Atheism, Catholicism, Philosophy, Religion

The Catholic Church and the Wages of Sin Part I



The Church and the Wages of Sin

The end of faith and fear can only come about when the institutions that promote and use it are exposed for what they really are: parasites. Parasites prey upon the weaknesses of the host and feast upon its resources and fill it with poison. Faith is that poison, and fear is the vessel used to transport it. One of the most frequent users of this vessel is the Roman Catholic Church. In what is now commonly called “the post 9/11 era” many people have become much more aware of the historical realities of the Church in the past. The Crusades, the Inquisition, the persecution of Jews and “heretics”, all of these things have come to the fore in the disparate arenas of popular culture, historical analysis, and perhaps more importantly politics. None of these issues are the concern of this essay. I wish to narrow my focus to within the past Century or so, specifically the evolving positions of the Church and its leaders and apologists since Vatican II. The apologists include those who may not be Catholic, but who also find a reason to defend their essential beliefs. I believe that this period shows a disturbing trend towards greater abuse of fear as a tool to keep the “faithful” in line, and to influence the culture at large. The Catholic Church today inserts itself into almost every discussion about societal problems and scientific inquiry. Abortion, Stem cell research, evolutionary biology, the Holy See sees fit to share its esteemed opinions and beliefs with the public and with its political representatives. The Church claims to be the greatest example of human kindness, enlightenment and charity in the world. It is my contention that the Church is actually one of the worst offenders against human decency and reason in the world today.
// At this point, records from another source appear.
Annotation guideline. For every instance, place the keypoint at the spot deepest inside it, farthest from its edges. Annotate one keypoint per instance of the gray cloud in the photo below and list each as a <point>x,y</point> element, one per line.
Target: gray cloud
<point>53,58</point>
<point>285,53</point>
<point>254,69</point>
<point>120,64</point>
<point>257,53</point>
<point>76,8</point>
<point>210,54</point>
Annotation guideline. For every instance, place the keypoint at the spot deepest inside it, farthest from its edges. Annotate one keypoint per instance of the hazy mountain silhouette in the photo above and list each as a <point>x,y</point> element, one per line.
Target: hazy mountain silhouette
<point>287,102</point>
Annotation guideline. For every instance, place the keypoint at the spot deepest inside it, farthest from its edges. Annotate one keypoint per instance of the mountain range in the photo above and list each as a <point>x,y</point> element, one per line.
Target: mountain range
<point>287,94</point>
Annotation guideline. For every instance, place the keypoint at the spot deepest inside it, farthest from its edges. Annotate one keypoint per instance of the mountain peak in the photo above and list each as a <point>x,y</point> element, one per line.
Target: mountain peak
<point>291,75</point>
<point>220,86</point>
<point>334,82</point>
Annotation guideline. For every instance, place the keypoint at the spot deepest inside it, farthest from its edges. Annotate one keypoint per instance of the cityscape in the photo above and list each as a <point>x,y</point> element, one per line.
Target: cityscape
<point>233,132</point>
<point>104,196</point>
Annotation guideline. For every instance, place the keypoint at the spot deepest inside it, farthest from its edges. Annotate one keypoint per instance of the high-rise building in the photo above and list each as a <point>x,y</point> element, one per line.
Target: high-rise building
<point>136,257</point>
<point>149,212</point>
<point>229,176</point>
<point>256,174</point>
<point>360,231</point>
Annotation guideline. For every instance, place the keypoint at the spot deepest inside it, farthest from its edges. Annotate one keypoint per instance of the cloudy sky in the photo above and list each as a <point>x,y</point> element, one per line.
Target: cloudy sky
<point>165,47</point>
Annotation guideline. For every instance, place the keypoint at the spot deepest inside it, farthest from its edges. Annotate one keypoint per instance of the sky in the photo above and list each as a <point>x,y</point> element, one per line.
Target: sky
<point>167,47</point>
According to Friedrich Nietzsche “Life is at an end where the ‘kingdom of God’ begins” (twilight of the idols, p. 55). If you were to ask the dearly departed Karol Wojtyla, nom de plume John Paul II, he would have a much different view. The Kingdom of God has dominion over our lives, indeed it is our lives. God is life and therefore there is literally no life without God. How do the esteemed fathers of the church know this? They are told directly because they communicate with the deity on our behalf of course. His holiness whom-ever-the-old-celibates-decide-is-the Pope also has the unexplainable, and down right amazing ability to infallibly speak on behalf of God. The problem is not so much that The Church has delusions of grandeur as it uses infantile arguments to justify these delusions. Translations of translations of translations of esoteric Hebrew theology and myth are said to be fact by so called experts who made up their minds about what the believe before they ever attempted a serious examination of their holy books. These “Theologists” (as they like to call themselves) and their apologists also employ faulty logic to create a foundation of “reason” for their odd beliefs. One of my favorite examples of this religious logic was employed by the conservative Christian Apologist Denesh D’Souza in a debate with the writer Christopher Hitchens. D’Souza made the ridicules argument that Christians created the concept of Compassion. He backed up this erroneous declaration by citing the Biblical parable of the prodigal son. Hitchens tore this argument apart easily by pointing out that the story took place before there were any Christians at all: Jesus had not yet been crucified and St. Paul had not even been born yet. So D’Souza was undermined by his own belief system!